Let's demonstrate how the FixMatch loss is computed.

In [None]:
# Get a batch of labeled and unlabeled data
labeled_batch = next(iter(labeled_loader))
labeled_images, labels = prepare_batch(labeled_batch, device)

unlabeled_batch = next(iter(unlabeled_loader))
unlabeled_images, _ = prepare_batch(unlabeled_batch, device)

# Compute FixMatch loss
total_loss, sup_loss, unsup_loss = model.fixmatch_loss(
    labeled_images, labels, unlabeled_images, weak_aug, strong_aug
)

print(f"Supervised Loss: {sup_loss.item():.4f}")
print(f"Unsupervised Loss: {unsup_loss.item():.4f}")
print(f"Total Loss: {total_loss.item():.4f}")
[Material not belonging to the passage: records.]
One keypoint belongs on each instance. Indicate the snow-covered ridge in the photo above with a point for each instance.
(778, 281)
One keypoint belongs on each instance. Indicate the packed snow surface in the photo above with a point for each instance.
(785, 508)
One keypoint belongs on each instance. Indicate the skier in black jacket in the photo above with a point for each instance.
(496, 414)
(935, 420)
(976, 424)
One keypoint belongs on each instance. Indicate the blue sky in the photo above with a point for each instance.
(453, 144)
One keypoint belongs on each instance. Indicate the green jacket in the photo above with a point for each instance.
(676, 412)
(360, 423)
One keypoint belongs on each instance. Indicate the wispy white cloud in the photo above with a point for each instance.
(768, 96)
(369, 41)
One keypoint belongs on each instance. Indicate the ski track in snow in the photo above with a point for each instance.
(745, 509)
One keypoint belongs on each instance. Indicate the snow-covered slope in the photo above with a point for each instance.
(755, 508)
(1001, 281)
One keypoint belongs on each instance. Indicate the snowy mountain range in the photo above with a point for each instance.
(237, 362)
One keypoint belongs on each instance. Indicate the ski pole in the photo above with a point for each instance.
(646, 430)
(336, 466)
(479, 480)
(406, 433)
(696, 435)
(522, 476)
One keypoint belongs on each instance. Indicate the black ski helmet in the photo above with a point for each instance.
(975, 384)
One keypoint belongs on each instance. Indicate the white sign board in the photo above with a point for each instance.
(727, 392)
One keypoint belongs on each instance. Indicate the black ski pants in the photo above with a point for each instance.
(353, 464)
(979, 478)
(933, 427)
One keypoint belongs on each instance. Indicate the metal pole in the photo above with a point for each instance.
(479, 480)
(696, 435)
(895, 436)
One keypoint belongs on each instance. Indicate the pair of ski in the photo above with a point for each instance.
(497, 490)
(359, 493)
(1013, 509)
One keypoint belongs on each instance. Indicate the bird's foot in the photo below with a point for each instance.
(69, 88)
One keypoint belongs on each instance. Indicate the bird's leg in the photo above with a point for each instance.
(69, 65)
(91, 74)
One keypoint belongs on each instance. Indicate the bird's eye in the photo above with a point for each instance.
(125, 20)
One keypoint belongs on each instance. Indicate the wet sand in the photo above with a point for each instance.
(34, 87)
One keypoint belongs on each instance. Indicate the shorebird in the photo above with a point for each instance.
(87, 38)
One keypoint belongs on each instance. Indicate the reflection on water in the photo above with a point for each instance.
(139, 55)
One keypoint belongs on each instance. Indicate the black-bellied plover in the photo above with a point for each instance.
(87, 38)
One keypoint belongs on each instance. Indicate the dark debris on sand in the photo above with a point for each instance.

## Visualize Pseudo-Labels

Let's visualize the pseudo-labels generated by the model for unlabeled data.

In [None]:
# Generate pseudo-labels
with torch.no_grad():
    # Apply weak augmentation
    weak_aug_images = weak_aug(unlabeled_images.cpu())
    weak_aug_images = weak_aug_images.to(device)
    
    # Generate pseudo-labels
    pseudo_outputs = model(weak_aug_images)
    
    # Generate binary pseudo-labels and confidence mask
    pseudo_labels = (pseudo_outputs > 0.5).float()
    confidence_mask = (pseudo_outputs > model.confidence_threshold).float()

# Display pseudo-labels
fig, axes = plt.subplots(3, 4, figsize=(16, 12))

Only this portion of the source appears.